Scientists have found that stress is key to low-income families outcomes. Economic stress impacts family relationships and mental health; it becomes toxic and affects children’s physical development – which has a lifetime impact. We know from brain imaging studies that children in resource-poor settings do not develop the same number of neural connections as other children (which means they are less set up for taking advantage of education). Their immune systems are also weaker as children and throughout life (even if they become better off as adults). All these conditions affect not only how children do in their first years, but their capabilities in their adult years.

Kids are suffering because they are poor and stressed

For Liz and Sam, the precarious and low paid work, high costs and poor housing conditions mean limited choices. Can you help them choose between getting into more debt and heating the house in winter?

New Zealand children from the least well off communities die from preventable illnesses, lung infections and diseases related to living in cold, damp, poor quality housing, at a rate that is six times higher than better off children. They and their parents’ living environments are more toxic, their neighbourhoods less safe, they have an increased burden of stress, and their mental health suffers. However, we can help Liz and Sam and give them better choices.

An illustration from Liz and Sam’s Story. Credit: Joshua Drummond

There are clear solutions to the challenges Liz and Sam face

We have much to be positive about. If New Zealand is a good place to raise my children, it can be a good place to raise all children.
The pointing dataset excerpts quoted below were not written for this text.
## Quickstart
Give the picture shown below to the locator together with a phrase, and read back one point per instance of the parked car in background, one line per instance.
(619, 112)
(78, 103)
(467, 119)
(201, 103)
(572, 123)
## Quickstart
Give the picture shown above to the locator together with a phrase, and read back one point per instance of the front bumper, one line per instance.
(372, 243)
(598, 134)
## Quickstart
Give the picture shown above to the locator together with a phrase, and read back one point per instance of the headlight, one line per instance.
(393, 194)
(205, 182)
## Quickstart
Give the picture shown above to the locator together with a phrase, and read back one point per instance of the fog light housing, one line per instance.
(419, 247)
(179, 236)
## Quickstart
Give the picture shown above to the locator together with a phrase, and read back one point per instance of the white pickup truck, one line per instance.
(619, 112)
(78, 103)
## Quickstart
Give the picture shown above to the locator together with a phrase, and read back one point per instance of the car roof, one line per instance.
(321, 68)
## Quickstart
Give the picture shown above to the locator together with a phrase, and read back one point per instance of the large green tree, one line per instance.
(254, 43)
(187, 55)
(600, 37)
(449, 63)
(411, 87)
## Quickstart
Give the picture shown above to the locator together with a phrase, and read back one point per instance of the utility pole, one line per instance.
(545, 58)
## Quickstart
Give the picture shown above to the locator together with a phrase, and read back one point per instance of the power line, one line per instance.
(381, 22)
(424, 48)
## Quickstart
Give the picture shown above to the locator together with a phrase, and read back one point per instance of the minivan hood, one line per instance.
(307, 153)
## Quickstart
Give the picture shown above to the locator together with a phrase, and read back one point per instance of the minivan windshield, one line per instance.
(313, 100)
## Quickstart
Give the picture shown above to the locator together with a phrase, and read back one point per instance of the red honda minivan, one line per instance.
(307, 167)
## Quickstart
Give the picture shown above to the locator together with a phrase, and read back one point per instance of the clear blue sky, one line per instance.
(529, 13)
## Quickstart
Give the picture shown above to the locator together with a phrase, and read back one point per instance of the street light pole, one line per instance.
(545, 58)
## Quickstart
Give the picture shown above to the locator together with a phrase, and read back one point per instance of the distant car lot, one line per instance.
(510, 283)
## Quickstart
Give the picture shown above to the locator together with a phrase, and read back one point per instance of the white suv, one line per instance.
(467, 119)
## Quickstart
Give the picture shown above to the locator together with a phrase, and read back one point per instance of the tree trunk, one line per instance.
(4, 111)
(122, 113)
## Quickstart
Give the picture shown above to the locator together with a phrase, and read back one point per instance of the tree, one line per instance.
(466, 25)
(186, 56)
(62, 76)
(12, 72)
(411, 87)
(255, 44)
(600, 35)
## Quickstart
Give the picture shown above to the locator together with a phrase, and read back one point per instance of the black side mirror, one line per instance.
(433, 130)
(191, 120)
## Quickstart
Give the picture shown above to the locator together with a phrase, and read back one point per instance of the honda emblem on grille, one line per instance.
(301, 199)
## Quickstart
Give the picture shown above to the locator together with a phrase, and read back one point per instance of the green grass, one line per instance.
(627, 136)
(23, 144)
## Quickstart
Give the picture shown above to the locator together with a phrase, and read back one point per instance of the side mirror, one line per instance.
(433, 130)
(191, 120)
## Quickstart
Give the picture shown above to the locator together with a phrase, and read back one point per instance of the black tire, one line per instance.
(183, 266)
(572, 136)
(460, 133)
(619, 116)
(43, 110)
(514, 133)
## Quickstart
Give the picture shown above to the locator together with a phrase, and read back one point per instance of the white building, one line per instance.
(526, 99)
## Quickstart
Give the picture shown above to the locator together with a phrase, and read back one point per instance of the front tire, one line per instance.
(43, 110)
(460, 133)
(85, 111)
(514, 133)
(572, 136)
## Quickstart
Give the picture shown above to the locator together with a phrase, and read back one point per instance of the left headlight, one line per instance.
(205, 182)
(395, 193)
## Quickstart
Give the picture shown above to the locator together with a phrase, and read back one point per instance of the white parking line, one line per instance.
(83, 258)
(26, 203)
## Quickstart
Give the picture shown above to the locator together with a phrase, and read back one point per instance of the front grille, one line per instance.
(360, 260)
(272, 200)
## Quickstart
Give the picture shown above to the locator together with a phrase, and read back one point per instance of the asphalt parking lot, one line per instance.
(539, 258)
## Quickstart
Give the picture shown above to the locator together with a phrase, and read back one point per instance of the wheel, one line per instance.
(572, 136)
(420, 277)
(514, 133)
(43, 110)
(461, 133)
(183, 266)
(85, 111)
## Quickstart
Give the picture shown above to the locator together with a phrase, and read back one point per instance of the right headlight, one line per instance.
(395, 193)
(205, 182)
It is, simply put, a matter of the choices that politicians make, and they can choose to improve the conditions of people’s lives and in so doing improve the choices available to all families.

Here is what scientists have shown us can improve the conditions for all families in New Zealand and give parents many more choices:

  • When we improve incomes of families with babies and children (without adding stress in other ways, such as mandatory low paid work) families are able to choose to support their children and children thrive. Importantly for New Zealand’s “economic narrative” [PDF], their educational achievement and economic attainment improve.
  • The first years of a child’s life are the most critical years both in terms of the impact of insufficient resources and of policies that work. So investment and resources in these very early years is the most powerful thing we can do to improve lifetime wellbeing
  • There are many ways we can improve incomes and reduce stress, for example supplementing low incomes with unconditional support (e.g. a family benefit for all), allowing families to keep more of the money they earn (changing abatement rates), and removing sanctions associated with current income support.
  • A warm dry home for life, one that is cheap to heat and in a safe physical environment, is key to children’s health when they are young, and will help ensure they are healthy adults too – childhood illness has a lifetime impact.

The pick-a-path interactive gives you an idea of the choices available to one New Zealand family; can you choose a good ending for them? Ultimately, the point of the story is to show that we all have the choice to create a good ending for this family, and all families in New Zealand.